Doch schon vor den großen Acts, gab es Action. Die Vorarlberger Indie-Hoffnung Mimo hatte bereits am Donnerstagnachmittag die undankbare Aufgabe, den Opener auf der Hauptbühne, der Space Stage, zu geben. Bei strahlendem Sonnenschein wurde dem Quartett während Anreisetätigkeiten der Frequency-Besucher noch wenig Aufmerksamkeit zuteil.

Aufgeweckt
Auch in heimischer Hand war die Green Stage, die beim diesjährigen Frequency von Tagträumer eröffnet wurde. Die im Vorjahr beim Amadeus zur Band des Jahres ernannten Steirer durften schon mehr Zuspruch genießen. Hier wogten bereits die Arme im Takt, und die Truppe bedankte sich für die Anwesenheit ihrer Zuschauer "zu dieser Uhrzeit, wo man eigentlich noch schlafen sollte. Chilliger Deutsch-Pop wurde als erster Stimmungsaufheller auf der kleineren Bühne zum Besten gegeben.

Keine Spur chillig hingegen der zweite Act auf der Hauptbühne. Mit SSIO stand harter Rap aus Deutschland auf dem Programm, und damit stieg die Stimmung auch hier gleich einmal beträchtlich an. "Heute ist Vatertag" ließ der gut gelaunte afghanischstämmige Hip-Hopper sein Publikum wissen. SSIO alias Ssiawash Sadat konnte sich heuer zum Jahresanfang mit seinem zweiten Album "0,9" erstmals an der Spitze der deutschen Charts platzieren. Entsprechend selbstbewusst gestaltete sich der Gig des durchaus mit Entertainerqualitäten ausgestatteten Herrn, der sich so als erstes Highlight auszeichnen durfte.

Beat-Stakkato
Miike Snow konnte die Stimmung auf der Space Stage nicht gleichermaßen am Kochen halten, doch die britischen Hitparadenstürmer Bastille vermochten einen Großteil des Publikums zu begeistern. Gut die Hälfte des Sets bestand aus neuen, vornehmlich unbekannten Nummern, die sich wohltuend vom kompositorischen Einheitsberei der Band abheben. Etwas mehr Ecken und Kanten könnte die Band dennoch vertragen. Die Green Stage wurde derweil in ein Bett aus Beats getaucht. Zuerst sorgte das neuseeländische Dub/Reggae/Soul-Kollektiv Fat Freddy's Drop für sonnige Top-Laune, bevor der derzeit stark gehypte US-Rapper G-Eazy ein weiteres Mal eindrucksvoll bewies, dass der Hip-Hop an diesem Tag federführend war.

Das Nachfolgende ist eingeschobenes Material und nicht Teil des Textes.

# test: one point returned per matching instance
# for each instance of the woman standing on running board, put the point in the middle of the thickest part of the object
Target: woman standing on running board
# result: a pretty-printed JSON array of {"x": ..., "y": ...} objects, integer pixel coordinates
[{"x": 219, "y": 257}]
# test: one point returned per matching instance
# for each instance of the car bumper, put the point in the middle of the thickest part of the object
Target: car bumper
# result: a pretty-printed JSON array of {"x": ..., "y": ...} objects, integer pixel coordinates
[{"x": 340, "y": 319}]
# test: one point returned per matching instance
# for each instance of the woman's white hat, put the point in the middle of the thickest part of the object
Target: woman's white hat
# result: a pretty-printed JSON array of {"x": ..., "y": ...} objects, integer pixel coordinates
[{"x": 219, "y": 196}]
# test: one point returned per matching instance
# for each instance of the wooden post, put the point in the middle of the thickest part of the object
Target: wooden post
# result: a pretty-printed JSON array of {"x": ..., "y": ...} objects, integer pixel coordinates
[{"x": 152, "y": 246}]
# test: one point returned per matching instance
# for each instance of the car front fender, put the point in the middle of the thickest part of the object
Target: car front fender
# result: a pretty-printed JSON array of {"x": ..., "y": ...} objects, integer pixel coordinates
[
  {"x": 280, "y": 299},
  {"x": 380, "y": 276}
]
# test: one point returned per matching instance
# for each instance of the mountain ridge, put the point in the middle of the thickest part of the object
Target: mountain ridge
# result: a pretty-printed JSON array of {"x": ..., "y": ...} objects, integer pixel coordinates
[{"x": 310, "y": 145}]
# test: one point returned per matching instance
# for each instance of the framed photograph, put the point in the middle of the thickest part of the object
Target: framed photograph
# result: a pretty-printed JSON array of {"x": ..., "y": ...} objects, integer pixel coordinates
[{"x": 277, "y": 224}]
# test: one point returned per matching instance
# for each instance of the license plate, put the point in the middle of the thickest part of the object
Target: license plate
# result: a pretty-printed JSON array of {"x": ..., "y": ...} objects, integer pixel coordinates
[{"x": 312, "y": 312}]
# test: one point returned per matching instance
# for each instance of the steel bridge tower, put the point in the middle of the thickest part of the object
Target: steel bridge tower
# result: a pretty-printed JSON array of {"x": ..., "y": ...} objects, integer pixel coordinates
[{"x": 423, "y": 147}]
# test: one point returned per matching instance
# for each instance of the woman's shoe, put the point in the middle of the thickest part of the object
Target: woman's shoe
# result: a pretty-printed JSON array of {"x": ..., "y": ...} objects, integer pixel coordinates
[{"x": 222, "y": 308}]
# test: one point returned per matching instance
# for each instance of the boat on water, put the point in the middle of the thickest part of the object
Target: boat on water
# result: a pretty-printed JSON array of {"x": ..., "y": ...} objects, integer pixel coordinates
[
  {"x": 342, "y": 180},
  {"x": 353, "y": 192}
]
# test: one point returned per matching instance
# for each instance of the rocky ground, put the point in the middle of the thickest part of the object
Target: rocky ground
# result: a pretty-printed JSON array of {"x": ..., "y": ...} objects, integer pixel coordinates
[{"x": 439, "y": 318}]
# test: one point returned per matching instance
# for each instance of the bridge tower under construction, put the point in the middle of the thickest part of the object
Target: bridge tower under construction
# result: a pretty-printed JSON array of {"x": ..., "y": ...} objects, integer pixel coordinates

Wesentlich abstrakter war dann schon der Auftritt von Klangkünstler Jack Garratt, dessen Debütalbum "Phase" heuer vor allem in England durch die Decke ging. Der Multiinstrumentalist bediente dabei geschickt Schlagzeug, Gitarre, Keyboard und alles andere, was nicht niet- und nagelfest am Boden verschraubt war. Bis zum Top-Hit "Worry" waren dann auch die Fans gut aufgewärmt. Ein Erfolgserlebnis war auch die österreichische Freiluft-Premiere für die britischen Folker The Lumineers, die mit bescheidenem Auftreten, zurückgezogenen Songs und tonnenweise Atmosphäre bewiesen, dass sie die legitimsten Nachfolger von Mumford & Sons sind. Dass sich Frontmann Wesley Schultz dann auch noch ins Publikum stürzte, potenzierte die Feierstimmung der immer noch karg vorhandenen Anwesenden.

Sicherheit geht vor
Über der 16. Ausgabe des Frequency schwebte neben der Musik samt kulinarischer Rundumversorgung diesmal auch das Thema "erhöhte Sicherheit", was sich durch mehr Personal und mehr Kontrollen bemerkbar machte. Für Harry Jenner, Veranstalter des FM4 Frequency, hat dies aber zu keinen Einschränkungen geführt: "Der Zustrom war flüssig", war die erste Bilanz von Jenner, der als musikalische Empfehlung für den noch nicht erwähnten Weekender Stage Seafret und OK Kid nannte. Nicht so flüssig war der Publikumsbesuch, der sich merkbar in Grenzen hielt, zudem mussten Jennifer Rostock für Freitag krankheitsbedingt absagen. Mit Parov Stelar, den Sportfreunden Stiller und Rudimental geht das Frequency aber frohgemut weiter.